Consider the stocks of two companies that trade on the same exchange and tend to move in tandem. The first trades actively; the second does not. News arriving late in the day will not be reflected in the inactive stock’s closing price if that stock fails to trade subsequent to the arrival of the news. This tendency will suppress the inferred return correlation between the two stocks and induce a positive autocorrelation between the stock’s returns lagged by one day. If the inactive stock sometimes fails to trade for a day or more, such autocorrelations may persist for several days.
Eurodollar futures are traded on both the CME in Chicago and the Singapore Exchange. The two contracts are essentially identical. For a given expiration date, we may treat closing prices in Chicago and Singapore as being for the same contract, but collected at different times.2 By comparing these closing prices to closing prices of some other contract, we may assess the impact of nonsynchronous data.
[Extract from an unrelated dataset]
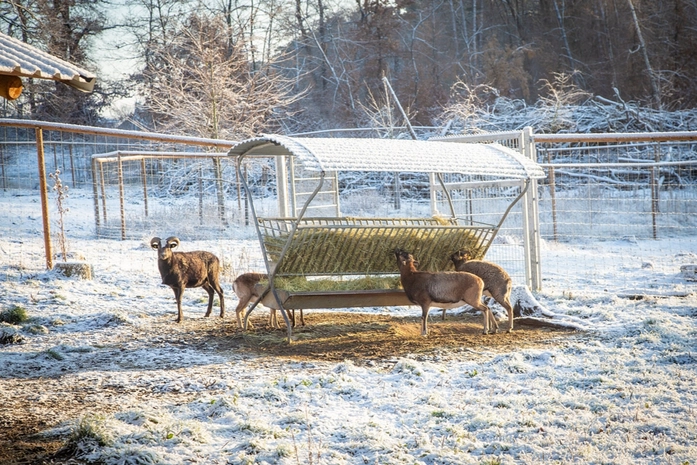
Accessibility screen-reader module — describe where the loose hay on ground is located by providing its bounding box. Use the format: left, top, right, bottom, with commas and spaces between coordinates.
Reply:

For such an analysis, we collect daily settlement price data from May 3, 1999 to February 1, 2000 for the following contracts:
- CBOT June 2000 Treasury bond future,
- CME June 2000 Eurodollar future, and
- Singapore Exchange June 2000 Eurodollar future.
The CBOT and CME are both in Chicago, so settlement prices for the CBOT Treasury bond contract and CME Eurodollar contract are synchronous.3 The settlement price for the Singapore Eurodollar contract is set 8 hours earlier.4 Also, 16 hours after the Chicago settlement prices are set, the subsequent day’s Singapore Eurodollar settlement price is set (assuming this is also a trading day). This is illustrated in Exhibit 6.2:

We expect the Treasury bond contract to be positively correlated with both Eurodollar contracts, but because the Singapore Eurodollar contract is nonsynchronous, we expect its correlation with the Treasury bond contract to be lower. The Treasury bond contract should also exhibit a modest autocorrelation with the Singapore Eurodollar contract. To test these hypotheses, we calculate return correlations and return autocorrelations as indicated in Exhibit 6.3:5

Prices for Treasury bond and Eurodollar futures move in tandem, as indicated by the .808 correlation for the two contracts traded in Chicago. However, nonsynchronicity causes the Chicago Treasury bond future and Singapore Eurodollar future to have a correlation of just .142. If the Treasury bond future is lagged a day, the autocorrelation is .634.
The effect of nonsynchronicity on correlations tends to diminish if data is collected at longer intervals. If prices are collected monthly, the effect of nonsynchronous data will be modest, as long as the prices are not too mean-reverting.
The most effective way to address nonsynchronous data is to avoid it in the first place. If transaction prices are highly nonsynchronous because of nontrading, consider using firm, indicative, or settlement prices instead. To the extent possible, try to collect prices in a single time zone. If this is impossible, consider collecting most prices in a particular time zone, and obtain prices from other time zones as broker quotes, which offer some flexibility in the timing.